BRIEF DESCRIPTION OF THE DRAWING

In the drawing like reference numeral refers to like parts throughout the several views in which;

FIG. 1 is a sectional view showing the parts of the gas cutting torch in accordance with the present invention.

FIG. 2(A) is a perspective view of a first embodiment of the buffer hereof.

FIG. 2(B) is a perspective view of a second embodiment of the buffer utilized in the practice of the present invention.

FIG. 3 is a graph showing the backfire-sphere based on the ratio of a sectional area a.sub.1 of the injector aperture and an effective sectional area a.sub.2 of the passages for preheating oxygen in the buffer.

FIG. 4 is a sectional view showing an example of a prior art gas cutting torch.

DETAILED DESCRIPTION OF THE PREFERRED EMBODIMENT

Referring now to an embodiment in accordance with the present invention shown in FIG. 1 and FIG. 2(A), there is provided a gas cutting torch 1, including an injector head 2 having an injector aperture 3 disposed within the interior of the gas cutting torch.

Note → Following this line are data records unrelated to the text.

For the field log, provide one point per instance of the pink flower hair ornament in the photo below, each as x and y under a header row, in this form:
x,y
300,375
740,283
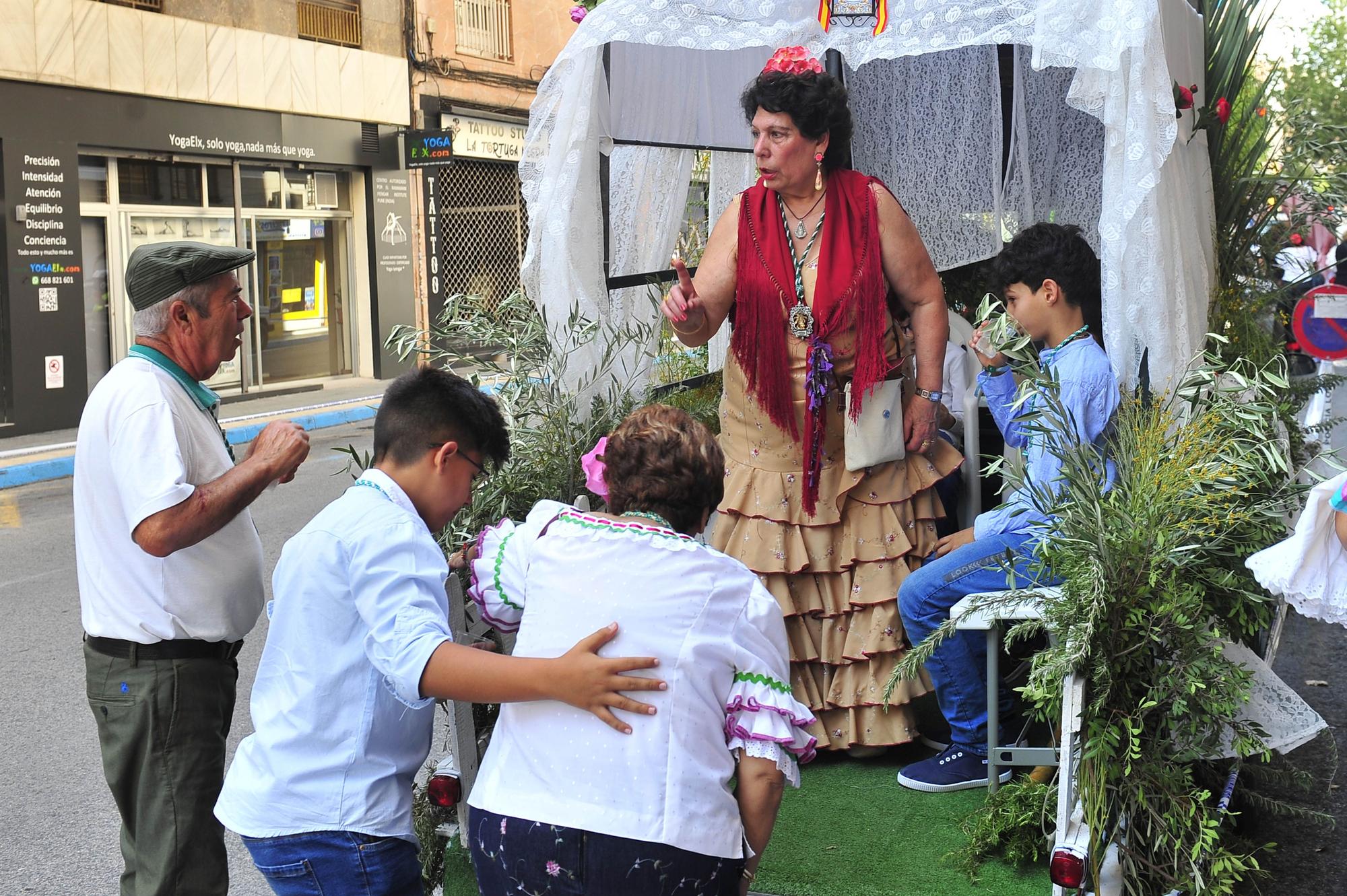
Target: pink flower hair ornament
x,y
593,467
794,61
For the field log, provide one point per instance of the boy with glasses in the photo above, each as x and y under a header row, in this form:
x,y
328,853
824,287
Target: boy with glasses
x,y
360,649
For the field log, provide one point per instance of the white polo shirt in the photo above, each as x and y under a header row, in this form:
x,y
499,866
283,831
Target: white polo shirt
x,y
145,446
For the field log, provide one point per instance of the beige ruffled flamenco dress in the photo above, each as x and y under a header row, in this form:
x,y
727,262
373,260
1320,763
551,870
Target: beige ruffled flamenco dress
x,y
837,574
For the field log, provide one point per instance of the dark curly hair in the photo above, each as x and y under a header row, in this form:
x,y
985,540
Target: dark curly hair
x,y
432,405
817,104
665,462
1058,253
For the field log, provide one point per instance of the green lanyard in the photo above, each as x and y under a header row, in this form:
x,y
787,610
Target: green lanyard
x,y
204,397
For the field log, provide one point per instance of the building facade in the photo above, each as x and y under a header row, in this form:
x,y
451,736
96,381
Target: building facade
x,y
267,124
476,70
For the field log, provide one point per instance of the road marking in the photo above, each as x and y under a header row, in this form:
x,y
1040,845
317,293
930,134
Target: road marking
x,y
10,516
33,578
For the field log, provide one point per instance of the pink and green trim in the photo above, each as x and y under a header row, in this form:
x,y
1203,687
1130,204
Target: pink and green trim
x,y
798,743
585,521
478,592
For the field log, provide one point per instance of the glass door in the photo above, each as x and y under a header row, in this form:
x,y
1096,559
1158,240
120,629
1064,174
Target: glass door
x,y
94,234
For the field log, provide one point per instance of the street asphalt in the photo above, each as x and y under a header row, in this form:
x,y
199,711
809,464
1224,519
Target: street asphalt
x,y
61,827
59,820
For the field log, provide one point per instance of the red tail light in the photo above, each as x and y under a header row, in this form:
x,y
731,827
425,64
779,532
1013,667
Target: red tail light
x,y
1067,870
445,790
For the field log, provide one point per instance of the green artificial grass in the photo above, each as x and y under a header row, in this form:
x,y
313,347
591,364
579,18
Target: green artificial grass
x,y
852,831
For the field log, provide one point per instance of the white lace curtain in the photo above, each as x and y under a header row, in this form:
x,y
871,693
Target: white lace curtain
x,y
930,127
1116,48
647,201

A buffer 6a comprising a gear type-column having a plurality of grooves 5a formed in the axial direction of the external circumferential surface, is inserted within a preheating oxygen-supplying passage 4 inside the injector head 2. The buffer 6a is held in place by a hollow cap screw 18. The injector head 2 is held inside the gas torch by a back cap 7.

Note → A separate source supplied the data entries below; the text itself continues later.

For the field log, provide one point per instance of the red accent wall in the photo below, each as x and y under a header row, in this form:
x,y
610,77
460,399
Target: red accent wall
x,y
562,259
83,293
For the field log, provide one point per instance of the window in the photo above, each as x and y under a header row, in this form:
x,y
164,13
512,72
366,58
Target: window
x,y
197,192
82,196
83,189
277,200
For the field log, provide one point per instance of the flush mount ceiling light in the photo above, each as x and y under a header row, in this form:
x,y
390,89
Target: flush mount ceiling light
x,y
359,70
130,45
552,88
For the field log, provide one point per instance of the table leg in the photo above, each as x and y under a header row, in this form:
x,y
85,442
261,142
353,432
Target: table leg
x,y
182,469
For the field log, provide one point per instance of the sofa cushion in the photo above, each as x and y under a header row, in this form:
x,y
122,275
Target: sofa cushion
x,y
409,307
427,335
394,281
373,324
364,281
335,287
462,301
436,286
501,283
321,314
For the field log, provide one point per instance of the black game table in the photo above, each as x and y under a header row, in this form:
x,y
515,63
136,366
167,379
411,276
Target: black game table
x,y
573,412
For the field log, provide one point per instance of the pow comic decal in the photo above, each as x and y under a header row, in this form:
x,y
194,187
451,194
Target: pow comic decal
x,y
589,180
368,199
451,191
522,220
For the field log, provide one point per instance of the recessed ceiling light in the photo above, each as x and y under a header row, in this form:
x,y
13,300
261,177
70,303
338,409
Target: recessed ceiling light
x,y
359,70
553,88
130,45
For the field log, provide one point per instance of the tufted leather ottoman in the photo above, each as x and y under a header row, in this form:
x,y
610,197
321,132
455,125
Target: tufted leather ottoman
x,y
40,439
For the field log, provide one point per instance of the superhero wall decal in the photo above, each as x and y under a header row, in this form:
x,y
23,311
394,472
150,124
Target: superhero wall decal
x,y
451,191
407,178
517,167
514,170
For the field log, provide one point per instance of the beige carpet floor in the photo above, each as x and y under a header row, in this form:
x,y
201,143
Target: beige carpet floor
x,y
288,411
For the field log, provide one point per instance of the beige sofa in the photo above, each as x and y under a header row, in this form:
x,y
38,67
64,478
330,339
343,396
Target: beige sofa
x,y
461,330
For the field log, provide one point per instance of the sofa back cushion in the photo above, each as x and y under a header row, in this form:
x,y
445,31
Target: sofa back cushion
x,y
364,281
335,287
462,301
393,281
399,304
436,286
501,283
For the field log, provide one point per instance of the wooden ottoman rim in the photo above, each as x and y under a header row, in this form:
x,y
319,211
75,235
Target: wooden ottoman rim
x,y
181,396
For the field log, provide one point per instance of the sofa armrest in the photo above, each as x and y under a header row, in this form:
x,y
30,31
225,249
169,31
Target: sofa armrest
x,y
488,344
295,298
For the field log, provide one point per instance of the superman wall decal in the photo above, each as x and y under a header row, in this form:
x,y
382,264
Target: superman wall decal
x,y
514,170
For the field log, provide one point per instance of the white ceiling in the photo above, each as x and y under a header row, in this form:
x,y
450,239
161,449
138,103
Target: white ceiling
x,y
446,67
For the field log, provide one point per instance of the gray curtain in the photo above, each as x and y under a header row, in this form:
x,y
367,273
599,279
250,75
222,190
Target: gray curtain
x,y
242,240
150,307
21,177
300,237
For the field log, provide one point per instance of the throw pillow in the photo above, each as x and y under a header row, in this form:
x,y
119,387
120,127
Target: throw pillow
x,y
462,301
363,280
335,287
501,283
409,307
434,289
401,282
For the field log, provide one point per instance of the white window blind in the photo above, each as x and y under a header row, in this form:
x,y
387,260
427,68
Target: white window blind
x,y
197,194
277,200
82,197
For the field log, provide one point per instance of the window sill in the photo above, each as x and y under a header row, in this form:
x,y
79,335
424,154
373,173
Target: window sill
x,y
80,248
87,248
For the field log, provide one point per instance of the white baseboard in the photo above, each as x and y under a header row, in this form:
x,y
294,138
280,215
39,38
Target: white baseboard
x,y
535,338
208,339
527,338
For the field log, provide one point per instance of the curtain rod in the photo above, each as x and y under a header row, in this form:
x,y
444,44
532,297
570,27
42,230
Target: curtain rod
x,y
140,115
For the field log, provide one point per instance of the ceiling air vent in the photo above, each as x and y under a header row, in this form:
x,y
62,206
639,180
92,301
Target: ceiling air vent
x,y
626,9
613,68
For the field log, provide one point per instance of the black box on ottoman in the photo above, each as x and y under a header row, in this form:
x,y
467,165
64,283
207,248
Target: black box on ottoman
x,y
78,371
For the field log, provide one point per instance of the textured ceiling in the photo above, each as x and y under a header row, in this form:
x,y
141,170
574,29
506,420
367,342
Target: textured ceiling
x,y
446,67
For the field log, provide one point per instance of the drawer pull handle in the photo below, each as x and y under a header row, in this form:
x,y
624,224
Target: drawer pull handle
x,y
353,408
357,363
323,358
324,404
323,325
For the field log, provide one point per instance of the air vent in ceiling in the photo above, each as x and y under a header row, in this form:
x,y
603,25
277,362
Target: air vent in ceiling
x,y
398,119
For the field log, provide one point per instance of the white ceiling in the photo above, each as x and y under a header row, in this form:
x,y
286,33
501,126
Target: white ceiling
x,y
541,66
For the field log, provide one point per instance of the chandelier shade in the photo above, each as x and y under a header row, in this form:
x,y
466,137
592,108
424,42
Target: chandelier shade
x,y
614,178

As shown in FIG. 2(B) the buffer 6b comprises a lotus root type-column. The lotus root type-column has a plurality of holes 5b passing in the axial direction within the interior of the column.

As shown in FIG. 1, a pipe 8 supplies the preheated or preheating oxygen. The pipe 8 supplies the preheated oxygen to the injector head 2 through a supplying passage 9. A pipe 10 supplies the fuel gas, around the injector head 2 through a supplying passage 11. A pipe 12 supplies the cutting oxygen. Pipe 10 supplies the cutting oxygen to a nozzle 14 through a passage 13. A nut or similar fastener 15 fixes the nozzle 14 in position by threaded tightening or the like.

The torch 1, also, includes a passage 16 for supplying a mixed gas, wherein the preheated oxygen is mixed with the fuel gas, to the nozzle 14. An enlarged passage 17 is arranged as a part of the mixed gas passage 16.

A hollow cap screw 18 holds the buffer 6a or 6b within the injector head 2, by installing and screwing the cap screw 18 to the inner circumferential wall of the injector head 2.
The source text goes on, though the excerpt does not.